Why it matters: Stories about AI's capabilities being overhyped are becoming increasingly common. After recently hearing that many agentic AI projects fail to live up to expectations, customer service reps in a call center say even their AI assistants are proving more of a hindrance than a help.
A study carried out by researchers from several Chinese universities and a Chinese power company looked at what impact AI assistants were having on the plant's customer service reps (CSRs). The results did not paint AI as the miracle assistive technology its creators often portray it as.
One of the biggest complaints was that when transcribing customer audio calls into text, the AI was filled with inaccuracies due to callers' accents, pronunciation, and speech speed. The AI also struggled whenever it had to turn audio consisting of sequences of numbers into text, often getting the likes of phone numbers wrong.
One CSR who took part in the study said, "The AI assistant isn't that smart in reality," adding that "It gives phone numbers in bits and pieces, so I have to manually enter them."
Homophones, words that have the same pronunciation but different meanings, such as new and knew, were another problem area for the AI assistant.
Emotion recognition technology, something we've seen several reports about – most of them not good – is also criticized by those interviewed. It often misclassified normal speech as being a negative emotion, had too few categories for the range of emotions people expressed, and often associated a high volume level as someone being angry or upset, even if it was just a person who naturally talks loudly. As a result, most CSRs ignored the emotional tags that the system assigned to callers, saying they were able to understand a caller's tone and emotions themselves.
Ultimately, while the AI assistant did reduce the amount of basic typing required by CSRs, the content it produced was often filled with errors and redundancies. This required workers to go through the call summaries, correcting mistakes and deleting sections. Moreover, the AI often failed to record key information from customers.
"While the AI enhances work efficiency, it simultaneously increases CSRs' learning burdens due to the need for extra adaptation and correction," the report concludes. "The mismatch between technological expectations and actual implementation reflects a common oversight among technology designers, who overestimate efficiency gains while underestimating the implicit learning burdens of adapting to new systems."

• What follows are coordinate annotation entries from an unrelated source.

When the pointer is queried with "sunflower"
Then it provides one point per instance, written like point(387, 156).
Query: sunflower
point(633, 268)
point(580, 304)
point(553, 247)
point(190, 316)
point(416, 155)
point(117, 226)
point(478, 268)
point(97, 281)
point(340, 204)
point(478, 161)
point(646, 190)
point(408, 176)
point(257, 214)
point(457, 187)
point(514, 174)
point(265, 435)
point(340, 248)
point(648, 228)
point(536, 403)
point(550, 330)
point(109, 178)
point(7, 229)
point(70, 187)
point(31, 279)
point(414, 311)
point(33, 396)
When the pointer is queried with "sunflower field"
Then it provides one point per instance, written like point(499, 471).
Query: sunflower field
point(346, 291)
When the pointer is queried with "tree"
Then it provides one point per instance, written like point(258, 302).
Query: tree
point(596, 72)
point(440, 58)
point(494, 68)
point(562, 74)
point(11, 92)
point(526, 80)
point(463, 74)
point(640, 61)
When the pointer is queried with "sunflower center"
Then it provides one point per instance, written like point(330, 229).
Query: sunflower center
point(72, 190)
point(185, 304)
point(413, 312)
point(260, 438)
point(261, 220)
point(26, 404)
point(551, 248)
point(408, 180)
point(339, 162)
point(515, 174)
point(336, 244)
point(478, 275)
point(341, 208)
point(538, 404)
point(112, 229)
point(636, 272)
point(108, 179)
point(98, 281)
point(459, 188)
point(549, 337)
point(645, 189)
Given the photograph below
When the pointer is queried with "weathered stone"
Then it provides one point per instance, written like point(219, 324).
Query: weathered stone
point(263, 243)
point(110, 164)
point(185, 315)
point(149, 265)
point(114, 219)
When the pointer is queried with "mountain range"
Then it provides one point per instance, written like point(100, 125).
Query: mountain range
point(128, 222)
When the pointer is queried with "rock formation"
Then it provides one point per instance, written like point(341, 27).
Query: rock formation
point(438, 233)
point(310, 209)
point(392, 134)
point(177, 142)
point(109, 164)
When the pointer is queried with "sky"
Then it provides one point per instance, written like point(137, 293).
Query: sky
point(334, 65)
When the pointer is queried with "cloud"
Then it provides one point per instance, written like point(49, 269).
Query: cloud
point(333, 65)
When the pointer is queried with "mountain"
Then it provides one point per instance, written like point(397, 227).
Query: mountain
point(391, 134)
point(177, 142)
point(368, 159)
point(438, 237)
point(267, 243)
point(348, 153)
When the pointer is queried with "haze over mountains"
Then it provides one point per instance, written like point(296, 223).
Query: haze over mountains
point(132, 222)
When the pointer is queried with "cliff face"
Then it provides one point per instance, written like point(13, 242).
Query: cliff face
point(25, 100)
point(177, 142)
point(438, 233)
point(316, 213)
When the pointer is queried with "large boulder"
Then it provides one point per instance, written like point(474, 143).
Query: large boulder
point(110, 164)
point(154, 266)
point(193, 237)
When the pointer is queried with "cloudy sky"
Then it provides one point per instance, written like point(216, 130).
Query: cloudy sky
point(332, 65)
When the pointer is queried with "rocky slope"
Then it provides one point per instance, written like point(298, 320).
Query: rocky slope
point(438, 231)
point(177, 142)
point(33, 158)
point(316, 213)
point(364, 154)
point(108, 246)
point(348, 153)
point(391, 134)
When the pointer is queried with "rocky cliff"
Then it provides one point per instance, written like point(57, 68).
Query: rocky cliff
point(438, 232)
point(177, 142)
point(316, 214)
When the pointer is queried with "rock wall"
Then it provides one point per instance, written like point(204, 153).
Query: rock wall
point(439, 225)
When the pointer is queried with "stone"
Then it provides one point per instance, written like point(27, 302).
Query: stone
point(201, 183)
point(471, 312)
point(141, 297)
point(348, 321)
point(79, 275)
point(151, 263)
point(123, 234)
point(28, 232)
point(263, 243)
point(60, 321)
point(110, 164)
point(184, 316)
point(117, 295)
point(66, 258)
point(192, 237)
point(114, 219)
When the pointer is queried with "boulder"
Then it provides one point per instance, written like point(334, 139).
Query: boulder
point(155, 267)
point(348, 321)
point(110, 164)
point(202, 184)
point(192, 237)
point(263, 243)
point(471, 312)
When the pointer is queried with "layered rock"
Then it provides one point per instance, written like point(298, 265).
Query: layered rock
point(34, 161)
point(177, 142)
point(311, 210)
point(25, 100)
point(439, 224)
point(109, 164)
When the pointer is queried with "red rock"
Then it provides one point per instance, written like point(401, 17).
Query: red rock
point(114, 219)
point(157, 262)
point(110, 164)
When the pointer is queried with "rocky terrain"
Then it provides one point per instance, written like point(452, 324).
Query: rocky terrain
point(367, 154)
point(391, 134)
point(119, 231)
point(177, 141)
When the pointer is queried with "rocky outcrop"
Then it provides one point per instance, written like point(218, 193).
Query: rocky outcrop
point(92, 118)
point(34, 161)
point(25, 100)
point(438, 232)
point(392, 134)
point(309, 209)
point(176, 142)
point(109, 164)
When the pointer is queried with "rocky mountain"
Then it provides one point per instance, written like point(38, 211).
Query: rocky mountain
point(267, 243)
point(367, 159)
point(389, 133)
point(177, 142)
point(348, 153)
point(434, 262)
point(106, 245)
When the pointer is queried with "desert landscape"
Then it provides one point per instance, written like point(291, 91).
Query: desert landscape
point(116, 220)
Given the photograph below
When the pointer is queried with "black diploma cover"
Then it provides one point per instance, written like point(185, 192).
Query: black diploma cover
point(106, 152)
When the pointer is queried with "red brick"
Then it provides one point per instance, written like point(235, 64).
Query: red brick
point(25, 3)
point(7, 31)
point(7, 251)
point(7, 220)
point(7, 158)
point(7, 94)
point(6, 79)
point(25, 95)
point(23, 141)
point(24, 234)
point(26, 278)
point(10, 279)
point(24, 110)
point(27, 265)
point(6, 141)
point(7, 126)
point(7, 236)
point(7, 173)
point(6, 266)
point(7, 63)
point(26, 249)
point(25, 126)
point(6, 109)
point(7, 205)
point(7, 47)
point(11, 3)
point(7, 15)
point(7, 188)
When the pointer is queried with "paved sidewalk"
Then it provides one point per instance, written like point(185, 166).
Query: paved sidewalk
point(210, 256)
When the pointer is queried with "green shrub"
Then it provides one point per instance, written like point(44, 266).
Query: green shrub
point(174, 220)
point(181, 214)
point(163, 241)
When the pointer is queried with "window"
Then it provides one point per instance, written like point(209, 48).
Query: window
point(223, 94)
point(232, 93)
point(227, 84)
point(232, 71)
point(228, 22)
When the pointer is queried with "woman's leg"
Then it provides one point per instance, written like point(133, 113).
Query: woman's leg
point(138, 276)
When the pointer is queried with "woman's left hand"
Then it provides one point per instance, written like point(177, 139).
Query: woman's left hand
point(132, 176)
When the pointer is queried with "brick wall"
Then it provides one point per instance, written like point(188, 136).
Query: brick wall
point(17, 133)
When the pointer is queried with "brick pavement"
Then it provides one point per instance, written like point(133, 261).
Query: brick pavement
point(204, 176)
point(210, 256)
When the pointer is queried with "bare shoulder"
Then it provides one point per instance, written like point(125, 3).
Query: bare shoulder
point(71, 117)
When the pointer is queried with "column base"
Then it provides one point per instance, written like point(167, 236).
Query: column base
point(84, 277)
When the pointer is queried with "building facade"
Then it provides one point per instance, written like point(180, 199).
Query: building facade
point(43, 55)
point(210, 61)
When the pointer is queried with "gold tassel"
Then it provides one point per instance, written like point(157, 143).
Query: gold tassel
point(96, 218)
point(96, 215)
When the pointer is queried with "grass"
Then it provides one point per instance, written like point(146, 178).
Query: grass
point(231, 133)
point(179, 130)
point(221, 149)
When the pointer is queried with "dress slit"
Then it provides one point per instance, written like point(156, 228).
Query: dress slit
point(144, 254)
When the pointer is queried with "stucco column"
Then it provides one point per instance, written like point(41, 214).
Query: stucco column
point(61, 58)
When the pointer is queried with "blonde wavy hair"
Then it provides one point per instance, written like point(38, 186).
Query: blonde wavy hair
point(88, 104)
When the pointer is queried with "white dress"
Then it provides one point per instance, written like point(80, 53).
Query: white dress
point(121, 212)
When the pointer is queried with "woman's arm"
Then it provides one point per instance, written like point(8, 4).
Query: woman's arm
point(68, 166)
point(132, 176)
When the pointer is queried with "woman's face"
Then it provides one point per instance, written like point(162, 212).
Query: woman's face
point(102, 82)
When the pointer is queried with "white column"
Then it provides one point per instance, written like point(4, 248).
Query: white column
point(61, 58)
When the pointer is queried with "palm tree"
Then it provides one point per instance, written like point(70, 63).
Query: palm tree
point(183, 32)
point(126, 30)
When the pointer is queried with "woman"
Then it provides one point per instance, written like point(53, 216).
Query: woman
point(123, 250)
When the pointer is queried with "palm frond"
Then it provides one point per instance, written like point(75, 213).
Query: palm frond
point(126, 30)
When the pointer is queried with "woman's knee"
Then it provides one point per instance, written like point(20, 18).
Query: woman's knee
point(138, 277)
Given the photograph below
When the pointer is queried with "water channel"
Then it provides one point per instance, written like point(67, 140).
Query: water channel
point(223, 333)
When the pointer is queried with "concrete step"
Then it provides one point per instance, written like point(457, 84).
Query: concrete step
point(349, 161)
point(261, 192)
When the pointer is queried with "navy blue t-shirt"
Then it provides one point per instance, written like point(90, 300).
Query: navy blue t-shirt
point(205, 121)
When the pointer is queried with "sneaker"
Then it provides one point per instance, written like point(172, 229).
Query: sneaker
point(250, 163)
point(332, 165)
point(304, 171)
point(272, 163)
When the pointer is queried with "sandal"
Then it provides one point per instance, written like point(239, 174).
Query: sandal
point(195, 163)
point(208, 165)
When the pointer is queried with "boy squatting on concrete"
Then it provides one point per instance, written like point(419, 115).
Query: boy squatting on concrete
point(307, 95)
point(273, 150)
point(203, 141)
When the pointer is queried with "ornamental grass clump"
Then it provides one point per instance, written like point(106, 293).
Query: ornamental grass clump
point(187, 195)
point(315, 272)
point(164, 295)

The report highlights other problems that AI integration is facing, including employee pushback against the technology's use in call centers and the stress it causes over feared job losses. There's also the customer factor, with many people refusing to use a company that relies so heavily on AI for customer service.
In June, a survey from Gartner found that 50 percent of organizations that had planned to replace CSRs with AI were expected to reverse their decision. More recently, the research firm predicted that over 40 percent of agentic AI projects will be canceled by 2027.